トレッキングの途中には、真っ暗闇の洞窟を抜ける場面もありました。完全に真っ暗というわけではないので、肉眼でも進むことはできそうですが、ヘッドライトがあると安心感が違います。この洞窟の道中はなかなかハード。中腰で進まなければならない場所があったり、荷物を背負ったままでは通れない狭い箇所では荷物を引きずったり、時には這いつくばって進みました。

洞窟の中

命綱ハーネスをつけて絶景の頂上へ

洞窟を抜けると、本格的な登りが始まります!ここでハーネスの出番。命綱となるハーネスをしっかり装着しました。

洞窟を抜ける

ハーネスをつけたら、40mほどの高さの切り立つ剃刀岩をボルダリングの要領で登っていくのですが、足場はほんの数センチしかありません。足を踏み外したら尖った岩に激突して怪我をするので、慎重に登ります。

岩山を登る

40mの絶壁を登っていくので、高所恐怖症の人は難しいかと思います。スリリングな体験が好きな人はワクワクしながら登れると思います!

後ろを振り返る

岩を登る途中、ふと後ろを振り返ると、自分が険しいトゲトゲの岩場を登ってきたことを実感します。それと同時に達成感も出てきます!

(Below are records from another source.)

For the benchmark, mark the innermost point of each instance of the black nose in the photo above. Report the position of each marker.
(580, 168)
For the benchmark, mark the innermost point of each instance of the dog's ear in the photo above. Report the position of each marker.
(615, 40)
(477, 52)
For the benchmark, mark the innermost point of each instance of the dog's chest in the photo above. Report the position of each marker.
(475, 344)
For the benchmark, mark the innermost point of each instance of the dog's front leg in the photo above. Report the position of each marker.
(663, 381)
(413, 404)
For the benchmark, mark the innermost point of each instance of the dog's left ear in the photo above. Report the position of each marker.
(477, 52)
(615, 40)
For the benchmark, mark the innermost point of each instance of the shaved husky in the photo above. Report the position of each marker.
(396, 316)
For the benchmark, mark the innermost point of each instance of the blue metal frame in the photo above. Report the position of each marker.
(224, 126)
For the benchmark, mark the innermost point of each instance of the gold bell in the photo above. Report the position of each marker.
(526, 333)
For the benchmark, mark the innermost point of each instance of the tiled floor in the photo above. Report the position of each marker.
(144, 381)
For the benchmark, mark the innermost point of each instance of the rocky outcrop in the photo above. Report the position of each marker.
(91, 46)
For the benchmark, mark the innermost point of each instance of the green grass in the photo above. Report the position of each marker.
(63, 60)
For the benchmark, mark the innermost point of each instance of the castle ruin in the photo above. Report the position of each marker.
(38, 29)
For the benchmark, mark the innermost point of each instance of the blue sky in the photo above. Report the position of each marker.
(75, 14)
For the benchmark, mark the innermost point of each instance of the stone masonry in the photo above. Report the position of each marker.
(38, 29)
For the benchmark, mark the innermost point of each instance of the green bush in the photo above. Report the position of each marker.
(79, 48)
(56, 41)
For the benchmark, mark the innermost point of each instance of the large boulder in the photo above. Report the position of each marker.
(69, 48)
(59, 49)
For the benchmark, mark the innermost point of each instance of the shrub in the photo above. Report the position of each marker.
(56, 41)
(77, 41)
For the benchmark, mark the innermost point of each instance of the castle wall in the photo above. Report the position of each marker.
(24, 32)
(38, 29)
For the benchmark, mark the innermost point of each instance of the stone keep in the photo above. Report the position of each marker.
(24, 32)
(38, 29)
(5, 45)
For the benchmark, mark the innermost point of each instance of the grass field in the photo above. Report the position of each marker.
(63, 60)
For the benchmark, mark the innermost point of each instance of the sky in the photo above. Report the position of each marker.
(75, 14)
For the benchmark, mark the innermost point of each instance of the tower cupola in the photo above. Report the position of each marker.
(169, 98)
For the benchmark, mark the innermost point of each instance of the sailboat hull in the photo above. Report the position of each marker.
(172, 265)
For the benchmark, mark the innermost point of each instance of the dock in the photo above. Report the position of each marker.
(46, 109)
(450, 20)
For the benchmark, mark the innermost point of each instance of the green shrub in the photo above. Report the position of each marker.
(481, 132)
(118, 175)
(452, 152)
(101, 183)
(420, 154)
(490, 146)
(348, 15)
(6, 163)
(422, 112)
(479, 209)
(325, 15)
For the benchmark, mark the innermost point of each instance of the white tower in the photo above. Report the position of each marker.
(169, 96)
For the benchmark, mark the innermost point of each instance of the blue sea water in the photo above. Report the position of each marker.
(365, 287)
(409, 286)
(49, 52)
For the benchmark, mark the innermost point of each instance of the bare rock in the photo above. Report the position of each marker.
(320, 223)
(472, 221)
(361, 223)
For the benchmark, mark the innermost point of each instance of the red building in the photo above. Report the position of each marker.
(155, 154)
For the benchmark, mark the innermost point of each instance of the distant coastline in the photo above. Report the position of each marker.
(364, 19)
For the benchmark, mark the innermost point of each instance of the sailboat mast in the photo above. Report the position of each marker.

足場が不安定で、足を上手にかけないと登れない箇所が続くため、慎重にならざるを得ませんが、その分、途中で目にする絶景に心揺さぶられます。疲れを忘れるほどの美しい景色が広がっていました。

バンザイをするガイドのラビさん

11:30 ツィンギの頂上に到着

頂上

40mの岩を無事に登り切り、頂上に到着〜!
頂上からは「ツィンギ」の全貌が見えます!!鋭利な岩々がどこまでも連なる景色は、ただただ圧巻。

ツィンギ

頂上には、こんな感じで一部に手すりが設置されており、その手すり越しにツィンギ全体を眺めることができます。

手すりがある

頂上で岩を間近に見ると、その鋭さに驚かされます。一歩間違えてよろけたり転んだりしたら、ただでは済まない危険さが伝わってきます。
それでも、この岩々が数万年にわたって雨や風に削られ、少しずつ形作られてきたことを考えると、自然の力の偉大さとスケールの大きさに圧倒されるばかりです。どれだけの時間がかけられて、こんな壮大な景色が生まれたのかと思うと、感動せずにはいられません。

鋭い岩

頂上を楽しんだ後はすぐに下山するのではなく、剃刀のような岩の上を歩いたり、岩にしがみつく感じでのっそりカニさん歩きで移動したりして楽しみました!40mの岩登りは意外とあっという間でしたが、その後もしっかりツィンギを堪能することができました◎

剃刀岩を歩く

大吊り橋

ツィンギの目玉の1つでもある「大吊り橋」にも行きました!!長さ30メートルくらいあるのかな?
歩くと結構揺れます。ゆらゆらと揺られながらも、周囲を見渡せばツィンギの鋭い岩々が広がっており、気持ちのいい空中散歩体験ができました!

大吊り橋

下山開始

大吊り橋を満喫した後は、ゆっくり時間をかけて下っていきます。森に出るまではハーネスを使ってハシゴを降りたり、トゲトゲの上を階段のように降りて行ったりと、スリリングな場面が多かったです。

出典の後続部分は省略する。